Season the chicken breasts with salt, pepper, and minced garlic on both sides.
Turn on the Instant Pot and select the sauté function. Heat the olive oil in the pot.
Once the oil is hot, add the chicken breasts to the pot and sear them on both sides until golden brown, about 3-4 minutes per side. Remove the chicken from the pot and set aside.
In the same pot, add the mustard, honey, Splenda, and chicken broth. Stir well to combine, scraping up any browned bits from the bottom of the pot.
Return the chicken breasts to the pot, making sure they are coated with the sauce.
Close the Instant Pot lid and set the valve to the sealing position. Select the "manual" or "pressure cook" setting and set the timer for 8 minutes on high pressure.
Once the cooking time is complete, allow the pressure to release naturally for 5 minutes, then carefully do a quick release of any remaining pressure.
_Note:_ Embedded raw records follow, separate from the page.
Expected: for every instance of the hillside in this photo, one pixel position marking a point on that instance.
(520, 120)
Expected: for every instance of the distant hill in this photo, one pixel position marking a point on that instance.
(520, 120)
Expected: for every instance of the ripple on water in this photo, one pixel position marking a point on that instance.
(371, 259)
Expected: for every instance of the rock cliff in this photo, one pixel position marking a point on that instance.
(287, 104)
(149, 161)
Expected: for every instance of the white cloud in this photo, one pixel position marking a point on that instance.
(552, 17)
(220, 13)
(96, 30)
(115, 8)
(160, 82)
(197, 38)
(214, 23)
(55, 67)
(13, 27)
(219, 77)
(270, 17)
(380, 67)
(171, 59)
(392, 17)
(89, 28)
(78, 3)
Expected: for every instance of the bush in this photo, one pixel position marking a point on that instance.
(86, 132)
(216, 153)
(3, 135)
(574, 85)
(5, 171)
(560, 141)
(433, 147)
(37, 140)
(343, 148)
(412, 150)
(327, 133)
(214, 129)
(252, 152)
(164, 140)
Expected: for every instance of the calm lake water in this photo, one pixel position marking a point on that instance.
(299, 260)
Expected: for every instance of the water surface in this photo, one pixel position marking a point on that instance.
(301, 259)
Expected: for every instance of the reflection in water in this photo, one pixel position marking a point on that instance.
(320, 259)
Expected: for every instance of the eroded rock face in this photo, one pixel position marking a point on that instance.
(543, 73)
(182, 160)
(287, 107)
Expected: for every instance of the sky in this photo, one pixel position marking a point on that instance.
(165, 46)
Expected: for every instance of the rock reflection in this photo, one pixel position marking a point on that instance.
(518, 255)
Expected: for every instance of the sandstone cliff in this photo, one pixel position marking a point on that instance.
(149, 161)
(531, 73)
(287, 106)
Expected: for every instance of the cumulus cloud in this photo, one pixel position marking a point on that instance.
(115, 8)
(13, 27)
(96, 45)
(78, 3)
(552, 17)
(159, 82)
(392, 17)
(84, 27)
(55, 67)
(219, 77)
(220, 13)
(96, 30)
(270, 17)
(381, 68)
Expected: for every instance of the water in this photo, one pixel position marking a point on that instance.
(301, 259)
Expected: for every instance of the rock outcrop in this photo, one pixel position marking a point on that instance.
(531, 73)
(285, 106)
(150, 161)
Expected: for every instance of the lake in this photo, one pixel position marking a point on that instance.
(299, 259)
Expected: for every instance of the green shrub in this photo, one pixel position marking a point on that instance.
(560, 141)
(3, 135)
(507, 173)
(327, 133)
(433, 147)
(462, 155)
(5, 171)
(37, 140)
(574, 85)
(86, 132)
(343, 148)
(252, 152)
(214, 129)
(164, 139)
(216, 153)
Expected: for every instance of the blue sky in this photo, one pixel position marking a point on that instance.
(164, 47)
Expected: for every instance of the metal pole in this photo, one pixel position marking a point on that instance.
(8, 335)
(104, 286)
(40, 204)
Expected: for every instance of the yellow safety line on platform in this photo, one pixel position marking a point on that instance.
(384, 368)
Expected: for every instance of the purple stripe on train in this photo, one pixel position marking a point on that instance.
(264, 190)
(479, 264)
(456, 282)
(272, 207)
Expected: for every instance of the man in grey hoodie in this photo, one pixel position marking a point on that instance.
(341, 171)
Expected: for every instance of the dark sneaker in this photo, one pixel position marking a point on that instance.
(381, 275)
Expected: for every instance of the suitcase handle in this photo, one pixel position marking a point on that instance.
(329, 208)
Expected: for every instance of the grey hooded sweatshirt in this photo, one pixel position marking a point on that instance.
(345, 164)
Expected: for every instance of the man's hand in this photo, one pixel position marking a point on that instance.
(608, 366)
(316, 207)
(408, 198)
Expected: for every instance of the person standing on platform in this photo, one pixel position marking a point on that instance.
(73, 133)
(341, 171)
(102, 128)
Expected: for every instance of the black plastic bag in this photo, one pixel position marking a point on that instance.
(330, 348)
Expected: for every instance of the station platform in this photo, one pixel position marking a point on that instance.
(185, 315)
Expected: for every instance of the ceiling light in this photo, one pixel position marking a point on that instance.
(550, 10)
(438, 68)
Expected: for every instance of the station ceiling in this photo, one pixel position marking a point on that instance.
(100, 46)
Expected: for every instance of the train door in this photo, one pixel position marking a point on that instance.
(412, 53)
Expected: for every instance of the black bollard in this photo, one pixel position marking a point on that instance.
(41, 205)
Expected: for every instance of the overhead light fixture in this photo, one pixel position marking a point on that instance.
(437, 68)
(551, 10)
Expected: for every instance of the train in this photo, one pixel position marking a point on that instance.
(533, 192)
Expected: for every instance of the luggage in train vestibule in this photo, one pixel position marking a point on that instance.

Open the Instant Pot lid and check the internal temperature of the chicken with a meat thermometer. It should register at least 165°F (74°C).
Remove the chicken from the pot and transfer it to a serving platter.
Stir the Greek yogurt into the sauce remaining in the pot until well combined. If you prefer a thicker sauce, mix 1 tablespoon of cornstarch with 2 tablespoons of water and add it to the sauce, stirring constantly until thickened.
Pour the sauce over the chicken breasts and serve hot.